When Gov. Tim Pawlenty signed a K-12 schools bill into law late Saturday, it froze school funding at $13.7 billion over the next two years.
If there's one positive for schools in such a woeful funding year, it's that many of them prepared next year's budgets assuming they would get no new money from the state. Now school boards can put the finishing touches on their budgets for 2009-2010 and plunge into contract negotiations with their teachers.
But troubling questions remain. Pawlenty said Tuesday he planned to avoid making school budget cuts in his efforts to balance the state's budget. He said, though, that he will likely resort to funding "shifts," which delay some state payments to schools by a year.
The governor said the amount of such shifts has yet to be determined. Still, educators are worried that such a tactic, often derided as a bookkeeping maneuver to make things look better than they really are, could mean real losses for schools.
That's because when state funding doesn't come on time, many schools must borrow money to meet their day-to-day cash flow needs and pay interest on that borrowed money.
"It's like a checkbook balance," said Jeff Solomon, director of finance and operations for Rosemount-Apple Valley-Eagan schools. "If you're only given 80 percent of your paycheck and 20 percent doesn't get paid until next year, then that eats that checkbook balance down."
Schools also lose the investment earnings that state funding would earn them if it got delivered earlier.
"Clearly, it does cause cash flow problems for school districts," said Scott Croonquist, executive director of the Association of Metropolitan School Districts. "The reality is it results in cuts for school districts."
"Might some people refuse to loan [the school districts] money or loan it at higher rates?" wondered Charlie Kyte, executive director of the Minnesota Association of School Administrators.
Still, Kyte said, he is confident schools will eventually get all the money budgeted to them by the state.
Minneapolis schools chief financial officer Peggy Ingison raised another concern, though. She said Pawlenty would have to get approval from next year's Legislature for the payment delays that, in effect, have already been put into place. What, wondered Ingison, happens if the Legislature decides not to approve such shifts?
"It puts us out on a limb," she said. A big funding shift, she said, merely compounds the problem of schools getting no new money while facing increased costs due to inflation.
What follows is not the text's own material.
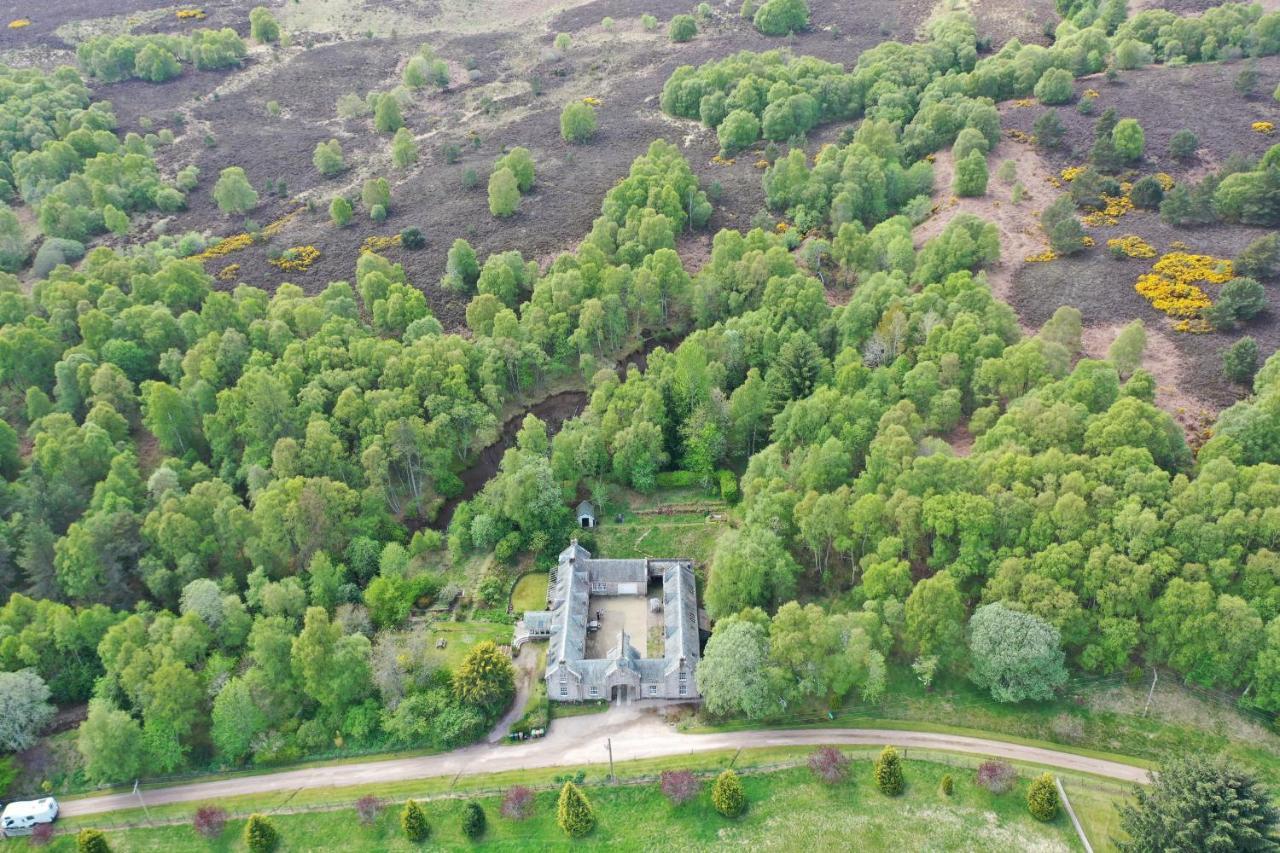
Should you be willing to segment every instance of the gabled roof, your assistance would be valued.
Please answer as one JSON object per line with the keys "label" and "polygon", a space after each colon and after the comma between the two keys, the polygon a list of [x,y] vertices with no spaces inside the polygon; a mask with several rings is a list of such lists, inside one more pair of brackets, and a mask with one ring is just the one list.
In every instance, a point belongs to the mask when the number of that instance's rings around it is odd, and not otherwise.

But according to Curt Yoakum, legislative and communications director with Minnesota Management & Budget, Pawlenty has the authority to delay the payments without legislative authorization.
Soon, school districts will have to throw into this muddled equation teacher contract negotiations. Teacher contracts expire statewide June 30, which means districts must negotiate two-year deals with their school staffs. Such contracts are the main drivers of increased district costs. This year's talks could be especially rough because of the flat state funding.
Tom Dooher, president of the Education Minnesota teachers union, said, "It was challenging last time, and we had some money. Without new revenue, I think it's going to make it even more difficult."